Von Armin Steigenberger

Marion Poschmanns Gedichtband „Geistersehen“ beginnt vage, dunkel und unruhig; man hat den Eindruck, als würde die Autorin sich Gedicht für Gedicht an ihre Themen, oder etwas vorsichtiger gesagt, an Bilder herantasten. Das erste Kapitel heißt Testbilder.

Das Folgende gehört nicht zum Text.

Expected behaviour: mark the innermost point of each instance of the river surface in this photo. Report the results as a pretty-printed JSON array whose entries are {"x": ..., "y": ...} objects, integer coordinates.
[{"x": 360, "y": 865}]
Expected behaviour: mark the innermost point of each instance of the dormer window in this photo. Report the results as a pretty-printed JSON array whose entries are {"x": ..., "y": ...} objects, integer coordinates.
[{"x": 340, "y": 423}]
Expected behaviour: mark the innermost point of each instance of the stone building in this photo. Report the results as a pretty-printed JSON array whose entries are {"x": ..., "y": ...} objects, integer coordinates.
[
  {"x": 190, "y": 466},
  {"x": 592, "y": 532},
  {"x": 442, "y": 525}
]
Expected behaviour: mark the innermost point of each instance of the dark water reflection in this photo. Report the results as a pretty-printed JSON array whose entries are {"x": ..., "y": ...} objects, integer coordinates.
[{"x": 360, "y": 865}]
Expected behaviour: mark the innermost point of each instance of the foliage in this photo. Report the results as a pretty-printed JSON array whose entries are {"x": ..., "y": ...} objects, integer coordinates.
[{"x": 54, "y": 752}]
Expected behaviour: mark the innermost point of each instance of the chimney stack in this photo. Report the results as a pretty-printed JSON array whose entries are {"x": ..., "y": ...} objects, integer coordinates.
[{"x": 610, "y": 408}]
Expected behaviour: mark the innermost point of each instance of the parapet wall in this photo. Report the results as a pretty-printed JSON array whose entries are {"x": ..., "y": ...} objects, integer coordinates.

Und schon im allerersten Gedicht darin verrutschen die Gegenstände und die Welt scheint sich in der Auflösung zu befinden.

in der Fußgängerzone kam Wind auf

wie immer Wind aufkommt bei der Suche

nach jenem richtigen Ort der sich stets

weit entfernt zeigt, die Abfallpapiere

am Boden verrutschten, mein Mantel

flatterte, und, als wäre dies schon ein Grund

mich selbst zu den Dingen zu zählen

als wäre dies schon ein Grund

blieb ich ungefragt stehen

Marion Poschmann, 1969 in Essen geboren, studierte Germanistik, Philosophie und Slawistik in Bonn und Berlin. Sie schreibt Lyrik und Prosa. 2005 erhielt sie den Literaturpreis Ruhrgebiet für ihr Gesamtwerk. Sie lebt als freie Schriftstellerin in Berlin und ist Mitglied des P.E.N.

Poschmann findet von Anfang an starke und neue Bilder für das Flüchtige, nicht Festzuhaltende. Unbeständig ist nicht nur die Außenwelt, das Dingliche (also materiell Erfahrbare), sondern auch das lyrische Ich selbst und wird in vier anfänglichen „Testbildern“ selbst zum Test-Objekt. Dabei haben die Bilder weder den hierfür oft bemühten postexistentialistischen, noch den daseinspessimistischen Grundtenor; jegliche esoterische Mystifikation wird klar gemieden.

Was geschieht, ist lediglich ein Infragestellen des Sichtbaren. In Poschmanns Lyrik kann dem Leser bewusst werden, inwieweit alles Existierende nur ein flüchtiges, ephemeres „Spiel“ ist. Von Anfang an rutscht der Blick ab und es entsteht somit ganz von selbst eine erhebliche Skepsis an jedweder behaupteten Beständigkeit. Was ist real, was ist Vision? Ist die Wahrnehmung des Realen um uns herum nicht überhaupt nur ein Geistersehen?

Unterstützen Sie dieses Literaturmagazin: Kaufen Sie Ihre Bücher in unserem Online-Buchladen - es geht ganz einfach und ist ab 10 Euro versandkostenfrei! Vielen Dank!  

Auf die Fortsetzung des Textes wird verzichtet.